Ward Nakota Isga Coun. Andrew Knack said the potential move could help the city better achieve its goal of decentralizing social services, while also filling service gaps in the west end.

"Many of us have heard the same stories — those individuals experiencing homelessness aren't necessarily feeling comfortable going into the downtown core, and that their network, their community is in the west end," Knack told Taproot. "Even though the services they might need to access aren't available in the west end, they've been more likely to stay in the west end."

Several support services for vulnerable people have disappeared in the west end in recent times. Jasper Place Wellness Centre's community resource centre, health centre, transitional housing, and emergency shelter all closed within the last few years. Knack said the centre has chosen to step back from emerging problems to focus on permanent solutions, like affordable housing. Meanwhile, Fusion Fellowship Church's outreach program has ended, and the Mustard Seed runs a "very limited site" in the area, he said.

A service like that offered by the George Spady Society is "something that's been needed in the west end," Knack said.

The organization's website describes its current medical detox facility, located at 10015 105A Avenue NW, as "a safe, fully medically-supported space (for clients to) withdraw from substances, stabilize their health, and receive referrals to treatment facilities, mental health supports, and housing."

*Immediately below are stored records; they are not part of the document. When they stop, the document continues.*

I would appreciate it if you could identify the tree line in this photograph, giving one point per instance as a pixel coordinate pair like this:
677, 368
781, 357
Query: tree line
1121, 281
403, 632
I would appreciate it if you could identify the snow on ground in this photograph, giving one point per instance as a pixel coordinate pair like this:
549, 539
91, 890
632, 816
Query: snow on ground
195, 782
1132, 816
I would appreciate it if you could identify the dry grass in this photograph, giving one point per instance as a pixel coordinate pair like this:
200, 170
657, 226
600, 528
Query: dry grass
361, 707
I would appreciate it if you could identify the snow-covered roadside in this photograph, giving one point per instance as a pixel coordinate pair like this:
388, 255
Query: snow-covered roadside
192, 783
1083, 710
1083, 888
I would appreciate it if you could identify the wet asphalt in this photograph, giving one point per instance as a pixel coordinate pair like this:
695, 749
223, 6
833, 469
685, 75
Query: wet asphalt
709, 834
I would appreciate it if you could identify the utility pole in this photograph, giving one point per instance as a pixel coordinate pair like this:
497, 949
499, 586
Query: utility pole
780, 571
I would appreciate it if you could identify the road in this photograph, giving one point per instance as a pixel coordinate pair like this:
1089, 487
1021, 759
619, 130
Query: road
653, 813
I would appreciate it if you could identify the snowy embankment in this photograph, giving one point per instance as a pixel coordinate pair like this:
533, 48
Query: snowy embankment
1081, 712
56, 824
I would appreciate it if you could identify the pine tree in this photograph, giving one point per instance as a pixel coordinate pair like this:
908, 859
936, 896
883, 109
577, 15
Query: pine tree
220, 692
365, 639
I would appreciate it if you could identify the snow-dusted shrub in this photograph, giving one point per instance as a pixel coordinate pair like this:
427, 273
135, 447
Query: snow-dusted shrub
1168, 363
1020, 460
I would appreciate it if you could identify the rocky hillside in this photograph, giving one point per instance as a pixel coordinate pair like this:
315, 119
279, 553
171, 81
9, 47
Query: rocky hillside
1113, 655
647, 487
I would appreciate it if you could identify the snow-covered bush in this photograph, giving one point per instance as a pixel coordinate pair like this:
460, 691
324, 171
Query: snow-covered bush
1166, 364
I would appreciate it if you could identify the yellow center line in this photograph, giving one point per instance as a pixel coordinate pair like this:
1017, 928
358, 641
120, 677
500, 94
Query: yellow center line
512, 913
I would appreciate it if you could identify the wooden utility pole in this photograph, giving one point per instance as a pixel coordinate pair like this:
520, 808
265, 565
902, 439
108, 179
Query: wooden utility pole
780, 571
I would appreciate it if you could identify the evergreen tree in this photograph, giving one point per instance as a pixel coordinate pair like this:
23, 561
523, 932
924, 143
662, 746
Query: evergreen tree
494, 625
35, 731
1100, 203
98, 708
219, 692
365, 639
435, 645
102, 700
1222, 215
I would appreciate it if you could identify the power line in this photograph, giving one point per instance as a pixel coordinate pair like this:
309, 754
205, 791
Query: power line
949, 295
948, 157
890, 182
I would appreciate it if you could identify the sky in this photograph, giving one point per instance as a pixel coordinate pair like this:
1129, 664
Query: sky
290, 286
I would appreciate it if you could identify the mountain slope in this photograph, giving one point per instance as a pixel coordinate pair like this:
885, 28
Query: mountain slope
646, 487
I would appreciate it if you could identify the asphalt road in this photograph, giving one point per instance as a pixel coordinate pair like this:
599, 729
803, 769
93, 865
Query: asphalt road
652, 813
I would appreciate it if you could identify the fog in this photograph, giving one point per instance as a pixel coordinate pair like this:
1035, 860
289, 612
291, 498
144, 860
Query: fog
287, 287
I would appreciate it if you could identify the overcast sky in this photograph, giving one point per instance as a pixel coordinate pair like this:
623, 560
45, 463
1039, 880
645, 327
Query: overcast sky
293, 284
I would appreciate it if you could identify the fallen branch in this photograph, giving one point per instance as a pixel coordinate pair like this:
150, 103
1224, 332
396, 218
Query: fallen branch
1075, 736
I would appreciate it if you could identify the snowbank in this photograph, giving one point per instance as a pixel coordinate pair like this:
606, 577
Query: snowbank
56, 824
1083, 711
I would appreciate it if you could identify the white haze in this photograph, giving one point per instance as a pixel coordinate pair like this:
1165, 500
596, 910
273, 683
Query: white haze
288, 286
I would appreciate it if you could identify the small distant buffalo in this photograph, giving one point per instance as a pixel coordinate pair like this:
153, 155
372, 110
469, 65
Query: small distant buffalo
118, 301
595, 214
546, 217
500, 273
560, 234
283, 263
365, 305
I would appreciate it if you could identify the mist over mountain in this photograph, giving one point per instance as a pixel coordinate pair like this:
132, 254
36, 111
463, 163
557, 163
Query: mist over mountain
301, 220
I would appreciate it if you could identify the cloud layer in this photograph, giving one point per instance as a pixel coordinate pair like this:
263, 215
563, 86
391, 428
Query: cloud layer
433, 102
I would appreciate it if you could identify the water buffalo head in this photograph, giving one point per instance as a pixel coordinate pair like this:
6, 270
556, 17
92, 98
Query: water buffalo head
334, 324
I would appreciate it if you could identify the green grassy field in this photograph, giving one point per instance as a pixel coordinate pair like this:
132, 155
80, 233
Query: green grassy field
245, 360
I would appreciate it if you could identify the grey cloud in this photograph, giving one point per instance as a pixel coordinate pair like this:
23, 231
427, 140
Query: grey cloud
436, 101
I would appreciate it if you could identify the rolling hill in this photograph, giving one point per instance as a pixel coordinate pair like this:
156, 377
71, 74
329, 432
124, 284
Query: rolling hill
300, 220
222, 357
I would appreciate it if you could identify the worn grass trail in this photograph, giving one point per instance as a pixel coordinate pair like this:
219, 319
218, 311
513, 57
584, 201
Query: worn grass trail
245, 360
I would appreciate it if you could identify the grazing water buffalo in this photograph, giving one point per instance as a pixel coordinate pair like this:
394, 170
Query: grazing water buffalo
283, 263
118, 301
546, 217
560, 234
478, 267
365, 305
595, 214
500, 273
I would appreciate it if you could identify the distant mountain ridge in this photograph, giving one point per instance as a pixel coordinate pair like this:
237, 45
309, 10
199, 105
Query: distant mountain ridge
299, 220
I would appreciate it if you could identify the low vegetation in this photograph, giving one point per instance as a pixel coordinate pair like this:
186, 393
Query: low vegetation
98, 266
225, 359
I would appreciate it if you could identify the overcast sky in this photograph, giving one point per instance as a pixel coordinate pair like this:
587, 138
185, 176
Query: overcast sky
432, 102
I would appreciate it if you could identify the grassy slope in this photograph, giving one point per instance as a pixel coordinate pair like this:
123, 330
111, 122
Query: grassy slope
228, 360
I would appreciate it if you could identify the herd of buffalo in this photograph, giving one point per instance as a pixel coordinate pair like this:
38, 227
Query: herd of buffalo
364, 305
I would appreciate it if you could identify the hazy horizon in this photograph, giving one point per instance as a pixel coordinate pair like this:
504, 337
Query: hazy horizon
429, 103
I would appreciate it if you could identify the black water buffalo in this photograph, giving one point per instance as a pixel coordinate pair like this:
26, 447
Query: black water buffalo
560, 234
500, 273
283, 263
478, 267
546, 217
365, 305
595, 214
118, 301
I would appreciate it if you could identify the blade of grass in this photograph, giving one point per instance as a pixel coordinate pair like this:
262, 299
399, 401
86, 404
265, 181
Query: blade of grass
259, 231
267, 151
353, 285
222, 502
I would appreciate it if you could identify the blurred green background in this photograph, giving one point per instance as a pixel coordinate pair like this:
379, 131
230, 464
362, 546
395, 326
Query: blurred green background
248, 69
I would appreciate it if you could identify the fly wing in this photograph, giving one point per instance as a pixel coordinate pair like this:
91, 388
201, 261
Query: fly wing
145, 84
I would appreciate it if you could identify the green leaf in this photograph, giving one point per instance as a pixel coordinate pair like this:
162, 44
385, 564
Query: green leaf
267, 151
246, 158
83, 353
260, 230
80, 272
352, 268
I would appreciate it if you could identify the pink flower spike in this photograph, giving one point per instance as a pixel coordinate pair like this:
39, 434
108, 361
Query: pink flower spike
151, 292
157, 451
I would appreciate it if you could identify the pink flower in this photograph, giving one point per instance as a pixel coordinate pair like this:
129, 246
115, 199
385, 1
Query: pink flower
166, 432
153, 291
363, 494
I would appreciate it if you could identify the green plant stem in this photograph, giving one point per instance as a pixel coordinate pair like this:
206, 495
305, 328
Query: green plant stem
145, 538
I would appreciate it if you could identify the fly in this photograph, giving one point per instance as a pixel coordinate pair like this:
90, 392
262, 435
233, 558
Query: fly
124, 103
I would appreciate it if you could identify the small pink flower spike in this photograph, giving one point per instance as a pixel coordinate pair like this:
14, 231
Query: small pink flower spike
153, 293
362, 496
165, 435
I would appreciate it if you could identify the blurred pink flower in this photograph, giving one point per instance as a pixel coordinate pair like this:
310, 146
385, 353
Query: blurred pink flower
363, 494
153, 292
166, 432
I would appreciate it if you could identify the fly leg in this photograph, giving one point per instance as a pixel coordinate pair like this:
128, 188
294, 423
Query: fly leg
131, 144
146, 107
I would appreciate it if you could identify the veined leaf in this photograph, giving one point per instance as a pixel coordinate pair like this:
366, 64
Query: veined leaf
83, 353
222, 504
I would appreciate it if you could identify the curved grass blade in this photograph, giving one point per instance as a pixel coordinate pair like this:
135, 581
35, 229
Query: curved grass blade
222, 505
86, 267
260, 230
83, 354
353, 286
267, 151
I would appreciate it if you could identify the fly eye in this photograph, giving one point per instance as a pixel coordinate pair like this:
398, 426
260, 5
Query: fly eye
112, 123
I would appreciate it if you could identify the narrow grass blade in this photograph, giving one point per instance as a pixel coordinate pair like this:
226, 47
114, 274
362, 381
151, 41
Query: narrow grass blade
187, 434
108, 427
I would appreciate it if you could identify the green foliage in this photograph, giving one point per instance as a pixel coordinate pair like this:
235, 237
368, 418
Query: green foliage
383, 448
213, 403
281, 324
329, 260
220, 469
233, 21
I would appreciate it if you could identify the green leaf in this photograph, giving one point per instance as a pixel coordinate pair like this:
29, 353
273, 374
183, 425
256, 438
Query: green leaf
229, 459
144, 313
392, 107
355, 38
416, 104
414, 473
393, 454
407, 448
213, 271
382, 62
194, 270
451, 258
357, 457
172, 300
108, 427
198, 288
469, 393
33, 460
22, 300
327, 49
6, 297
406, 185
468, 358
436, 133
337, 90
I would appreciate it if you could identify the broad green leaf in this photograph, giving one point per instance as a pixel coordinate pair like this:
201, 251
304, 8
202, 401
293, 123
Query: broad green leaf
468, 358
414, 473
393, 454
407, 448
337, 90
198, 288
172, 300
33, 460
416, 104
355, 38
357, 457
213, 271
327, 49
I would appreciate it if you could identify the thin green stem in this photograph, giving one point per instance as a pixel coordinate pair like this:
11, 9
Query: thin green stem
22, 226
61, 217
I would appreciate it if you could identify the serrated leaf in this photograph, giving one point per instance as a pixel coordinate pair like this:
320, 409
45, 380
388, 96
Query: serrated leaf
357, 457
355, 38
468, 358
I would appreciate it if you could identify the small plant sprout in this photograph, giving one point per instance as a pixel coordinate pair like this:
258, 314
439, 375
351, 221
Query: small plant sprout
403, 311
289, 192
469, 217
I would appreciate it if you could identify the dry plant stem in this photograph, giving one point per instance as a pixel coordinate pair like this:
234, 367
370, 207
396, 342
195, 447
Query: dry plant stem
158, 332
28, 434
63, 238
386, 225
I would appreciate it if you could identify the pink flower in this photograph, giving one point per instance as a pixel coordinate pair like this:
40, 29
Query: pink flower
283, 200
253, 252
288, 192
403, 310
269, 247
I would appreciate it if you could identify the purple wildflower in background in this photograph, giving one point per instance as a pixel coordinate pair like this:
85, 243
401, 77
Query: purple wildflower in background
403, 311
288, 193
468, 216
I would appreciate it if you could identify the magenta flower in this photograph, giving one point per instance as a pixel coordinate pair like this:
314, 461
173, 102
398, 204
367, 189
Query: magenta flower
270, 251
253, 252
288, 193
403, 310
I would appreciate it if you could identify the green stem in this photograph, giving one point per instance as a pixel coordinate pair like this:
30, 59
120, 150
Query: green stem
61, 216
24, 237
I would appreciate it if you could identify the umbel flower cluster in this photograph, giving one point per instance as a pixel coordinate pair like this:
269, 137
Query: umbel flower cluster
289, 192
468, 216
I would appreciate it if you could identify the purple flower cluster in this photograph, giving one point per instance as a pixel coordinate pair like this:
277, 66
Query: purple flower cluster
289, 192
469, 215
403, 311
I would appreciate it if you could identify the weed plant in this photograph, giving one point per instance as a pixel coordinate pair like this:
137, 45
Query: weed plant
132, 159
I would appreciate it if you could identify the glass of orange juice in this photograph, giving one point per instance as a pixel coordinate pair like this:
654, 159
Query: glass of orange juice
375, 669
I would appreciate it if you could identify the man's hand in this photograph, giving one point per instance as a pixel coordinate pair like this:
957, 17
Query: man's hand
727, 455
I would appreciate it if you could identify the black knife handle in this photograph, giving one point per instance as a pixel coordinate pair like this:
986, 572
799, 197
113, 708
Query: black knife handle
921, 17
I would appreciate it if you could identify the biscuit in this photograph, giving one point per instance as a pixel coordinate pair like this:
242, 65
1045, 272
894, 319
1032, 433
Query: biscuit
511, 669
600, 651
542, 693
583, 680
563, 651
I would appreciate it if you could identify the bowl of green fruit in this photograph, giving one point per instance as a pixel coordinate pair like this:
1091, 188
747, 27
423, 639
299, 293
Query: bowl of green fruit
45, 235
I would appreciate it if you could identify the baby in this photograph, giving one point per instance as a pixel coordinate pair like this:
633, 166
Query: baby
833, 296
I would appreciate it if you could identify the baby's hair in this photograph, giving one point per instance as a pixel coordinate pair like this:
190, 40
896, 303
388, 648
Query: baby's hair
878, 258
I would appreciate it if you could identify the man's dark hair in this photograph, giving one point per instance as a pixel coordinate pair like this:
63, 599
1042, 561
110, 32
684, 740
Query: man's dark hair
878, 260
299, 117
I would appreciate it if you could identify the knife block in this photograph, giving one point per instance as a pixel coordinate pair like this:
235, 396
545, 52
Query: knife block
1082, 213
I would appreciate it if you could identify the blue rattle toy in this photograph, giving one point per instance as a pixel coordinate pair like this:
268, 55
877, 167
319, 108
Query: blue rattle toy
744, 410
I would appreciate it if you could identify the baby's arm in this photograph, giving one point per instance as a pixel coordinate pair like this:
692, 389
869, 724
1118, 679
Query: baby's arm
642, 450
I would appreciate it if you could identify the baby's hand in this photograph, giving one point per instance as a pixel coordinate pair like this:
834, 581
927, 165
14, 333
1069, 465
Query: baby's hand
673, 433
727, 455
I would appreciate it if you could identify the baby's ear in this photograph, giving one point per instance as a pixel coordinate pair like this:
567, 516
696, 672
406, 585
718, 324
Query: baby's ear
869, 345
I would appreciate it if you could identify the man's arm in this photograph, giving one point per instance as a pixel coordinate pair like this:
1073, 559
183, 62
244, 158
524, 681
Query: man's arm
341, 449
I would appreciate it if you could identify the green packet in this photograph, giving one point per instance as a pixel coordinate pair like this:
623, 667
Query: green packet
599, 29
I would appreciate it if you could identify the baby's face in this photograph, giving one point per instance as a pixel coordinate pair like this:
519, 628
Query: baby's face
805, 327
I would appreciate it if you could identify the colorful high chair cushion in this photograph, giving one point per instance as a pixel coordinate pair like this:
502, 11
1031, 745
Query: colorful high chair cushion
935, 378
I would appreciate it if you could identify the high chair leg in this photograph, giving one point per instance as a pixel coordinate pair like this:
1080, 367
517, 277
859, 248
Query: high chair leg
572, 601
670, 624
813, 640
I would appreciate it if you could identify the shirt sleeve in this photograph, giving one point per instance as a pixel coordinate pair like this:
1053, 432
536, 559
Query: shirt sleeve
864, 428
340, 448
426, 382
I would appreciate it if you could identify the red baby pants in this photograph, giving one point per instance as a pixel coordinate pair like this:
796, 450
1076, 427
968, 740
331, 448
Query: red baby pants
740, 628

The organization performs intake each weekday morning, with admissions based on need and bed availability. Once the client's health is stable, they work with the staff to come up with a plan to improve their life, the website reads.

The George Spady Society has applied to rezone a property at 15625 Stony Plain Road NW, beside the Jasper Place Transit Centre. The building's existing zoning already allows it to be used as a detox centre. But, according to the application, the George Spady Society wants to double the floor area that can be used for detox to 2,000 square metres.

A building in the Jasper Place area of Edmonton.

The George Spady Society is set to move its medically-assisted detoxification program into this building at 15625 Stony Plain Road NW.

The application details that the building could host "in-patient medical treatment and out-patient services associated with addiction and detoxification." The George Spady Society is also proposing to build an addition to the existing building as part of the rezoning.

The proposed rezoning is scheduled for a public hearing on Jan. 29.

City administration supports the application, citing the need to decentralize social services. The city said the location beside a transit centre, and a short walk from a future Valley Line West LRT stop, makes sense as it expects the majority of users to walk, bike, or take transit to the centre.

The city's planning report notes public engagement on the application received no formal responses aside from conversations with the Stony Plain Road Business Association. The report indicates these conversations led to a meeting that included nearby business owners, the CEO of the George Spady Society, and a community safety liaison.

The planning report notes stakeholders talked about the proposed use of the site, parking, safety, and the future relationship between the social service and residents and businesses in the area.

Knack said he wasn't surprised that there was no opposition to the project. "While there haven't been a lot of (social) services offered in the west end, those that are in the west end are seen as really strong contributors to the community, and they help make a stronger community," he said.

Note: The George Spady Society reached out to Taproot after publication. The society provides detox services to all who need them, not only those who are homeless.